— Я давно тут хожу, — выдавил он наконец.
— Почему?
Он молчал.
— Мне очень плохо, Черныш, — сказала она. — Я думаю, я уже никогда ничего не смогу.
— Я тоже, — сказал он и поднял глаза. В них плескалось столько боли, словно в разлуке с ним прошло не четыре месяца, а четыре раза по четыре года, и каждый день в эти четыре года он истязал себя; и она подошла и ткнулась растрепанной головой ему в грудь. Он даже словно стал ниже ростом — теперь ее макушка приходилась ему под самый подбородок.
— Как-нибудь надо жить, да? — сказала она и почувствовала по движению этого острого подбородка, что он кивнул.
— Я убийца, — сказал он вдруг.
— Это я убийца, — сказала она. — Но они там сказали, что есть еще шанс… есть же еще шанс?
Он опять молча кивнул и обнял ее наконец, и так они стояли, пока не стемнело. Потом он ушел, но на следующий день пришел снова, и начал было рассказывать, как страшно было без нее, но она его остановила. Зачем? Чужая боль оказалась целебней любого лечения. Жить можно было опять, только бы он никуда не делся; какое глупое слово «простила». Ожила — вот это то, что надо.

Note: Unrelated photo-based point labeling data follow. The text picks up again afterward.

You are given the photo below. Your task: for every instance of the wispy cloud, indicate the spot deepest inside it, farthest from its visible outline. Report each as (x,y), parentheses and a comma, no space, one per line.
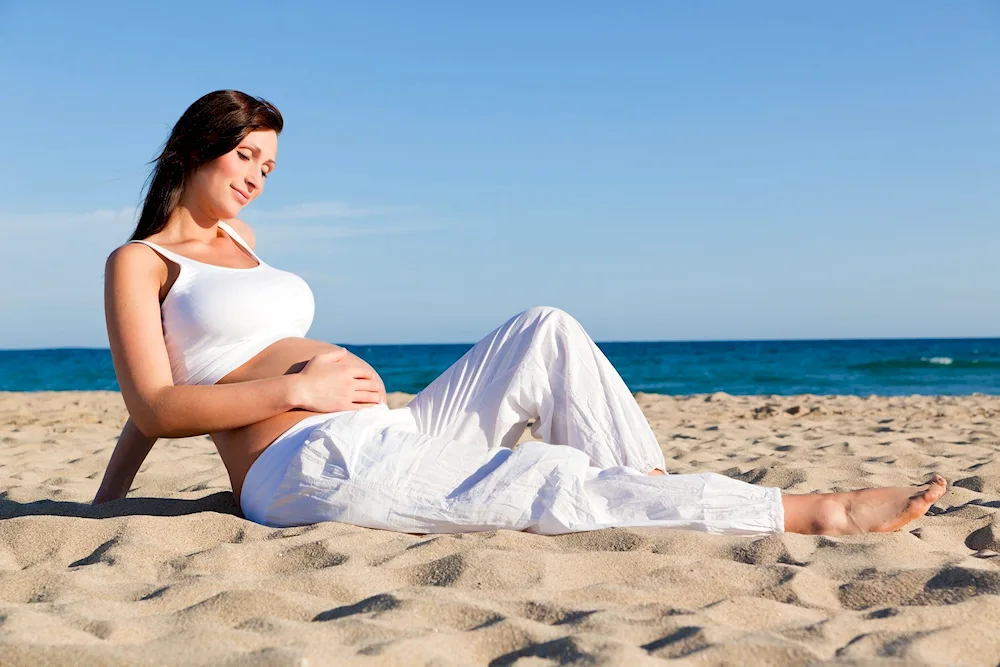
(103,216)
(315,220)
(344,232)
(328,210)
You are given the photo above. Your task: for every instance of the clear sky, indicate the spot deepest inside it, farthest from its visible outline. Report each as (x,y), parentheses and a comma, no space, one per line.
(661,170)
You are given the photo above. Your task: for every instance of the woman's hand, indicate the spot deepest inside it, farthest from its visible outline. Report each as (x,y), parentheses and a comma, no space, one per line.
(336,381)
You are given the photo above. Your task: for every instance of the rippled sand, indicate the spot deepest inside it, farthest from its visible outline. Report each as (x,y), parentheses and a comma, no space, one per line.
(173,575)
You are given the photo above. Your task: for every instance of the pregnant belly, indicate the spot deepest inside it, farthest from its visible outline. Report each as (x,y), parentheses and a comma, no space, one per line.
(240,447)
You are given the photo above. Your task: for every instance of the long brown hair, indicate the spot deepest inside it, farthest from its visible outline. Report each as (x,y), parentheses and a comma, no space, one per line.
(211,127)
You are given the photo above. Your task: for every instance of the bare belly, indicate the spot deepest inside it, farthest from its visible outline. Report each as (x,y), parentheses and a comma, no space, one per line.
(240,447)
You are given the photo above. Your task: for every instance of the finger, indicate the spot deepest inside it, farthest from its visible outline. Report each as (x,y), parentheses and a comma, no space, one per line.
(367,397)
(366,385)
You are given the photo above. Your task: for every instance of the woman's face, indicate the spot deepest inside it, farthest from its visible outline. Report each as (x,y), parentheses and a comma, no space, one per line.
(222,187)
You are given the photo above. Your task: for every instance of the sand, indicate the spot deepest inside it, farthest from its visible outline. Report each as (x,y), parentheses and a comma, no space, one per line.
(173,575)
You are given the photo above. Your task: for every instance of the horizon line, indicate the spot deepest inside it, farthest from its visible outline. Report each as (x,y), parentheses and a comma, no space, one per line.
(612,342)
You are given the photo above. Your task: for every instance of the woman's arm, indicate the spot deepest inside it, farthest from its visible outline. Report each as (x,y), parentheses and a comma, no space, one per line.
(133,277)
(130,452)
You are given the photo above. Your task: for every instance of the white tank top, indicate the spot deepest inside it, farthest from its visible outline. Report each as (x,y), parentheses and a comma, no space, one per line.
(216,318)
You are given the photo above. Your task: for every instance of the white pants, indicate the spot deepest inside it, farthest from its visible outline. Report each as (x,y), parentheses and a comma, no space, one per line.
(444,463)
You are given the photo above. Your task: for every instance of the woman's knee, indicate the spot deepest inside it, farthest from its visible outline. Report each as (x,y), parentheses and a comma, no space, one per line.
(547,314)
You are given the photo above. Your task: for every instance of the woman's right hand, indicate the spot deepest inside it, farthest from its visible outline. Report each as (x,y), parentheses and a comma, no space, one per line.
(336,381)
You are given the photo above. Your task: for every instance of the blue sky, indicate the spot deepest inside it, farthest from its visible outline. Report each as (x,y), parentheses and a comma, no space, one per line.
(663,171)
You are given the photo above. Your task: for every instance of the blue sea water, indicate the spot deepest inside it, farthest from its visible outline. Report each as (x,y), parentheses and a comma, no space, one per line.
(859,367)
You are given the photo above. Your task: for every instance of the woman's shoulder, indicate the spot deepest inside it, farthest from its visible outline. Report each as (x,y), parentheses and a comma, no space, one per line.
(244,230)
(132,258)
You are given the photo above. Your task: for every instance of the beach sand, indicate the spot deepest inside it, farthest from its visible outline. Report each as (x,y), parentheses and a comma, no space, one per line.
(173,575)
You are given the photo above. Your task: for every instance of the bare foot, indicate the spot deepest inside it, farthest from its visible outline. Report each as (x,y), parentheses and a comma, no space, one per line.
(866,511)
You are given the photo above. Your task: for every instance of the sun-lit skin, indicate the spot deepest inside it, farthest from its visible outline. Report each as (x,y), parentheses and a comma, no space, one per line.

Через неделю она выписалась из больницы, отец снял им квартиру, и они впервые стали жить вместе — не ночевать, а жить.
Первый месяц был поистине медовым, но на второй она стала замечать, что медицинская помощь, пожалуй, требовалась не ей, эгоистке и дуре, а ему. Подтверждалась старая мужская шовинистическая максима: вы чувствуете глубже, но излечиваетесь быстрее. Вы приземляетесь на четыре лапы. Вы природнее, а потому и раны ваши затягиваются быстрей, как заплывает смолой шрам от топора на сосне. Так оно и выходило: прежний Черныш, всегда веселый и легкий, исчез безвозвратно. Всегда такой ровный, такой неуязвимый, способный взять себя в руки — да что там, не выпускающий из них! — теперь он чередовал эйфорию с беспросветной апатией, и она не знала, что хуже. Пожалуй, эйфория. Тогда его болезнь была еще наглядней: ничто так не подчеркивает уродства, как желание урода выглядеть здоровым, на костылях поспешать за физкультурниками. Вот увидишь, говорил он, я преодолею это и смогу… я доучусь… я устроюсь, вот увидишь, мне же предлагали приличные места! В конце концов, архитектор — это сейчас нужно. Все как бешеные взялись перестраивать квартиры, и еще это… ландшафтный дизайн. Но помилуй, какой же ты архитектор? Ты учился вместе со мной на биолога, тремя курсами старше; рисование — твое увлечение, не более… Все это она могла бы ему сказать, но не говорила. Если после нескольких эскизов — славных, но аляповатых, — он считает себя художником и даже — поди ты — архитектором… Он рисовал и ее, как раньше, — в одежде, без, на улице, на балконе, — но в новой, отталкивающей манере: на этих картинах она сама на себя не была похожа. Что это? Почему раньше было столько света, а сейчас сплошная тень? Хорошо, говорил он и рисовал ее на солнце, но получалось еще страшней — беспощадный белый свет и под ним она, съежившаяся на скамейке.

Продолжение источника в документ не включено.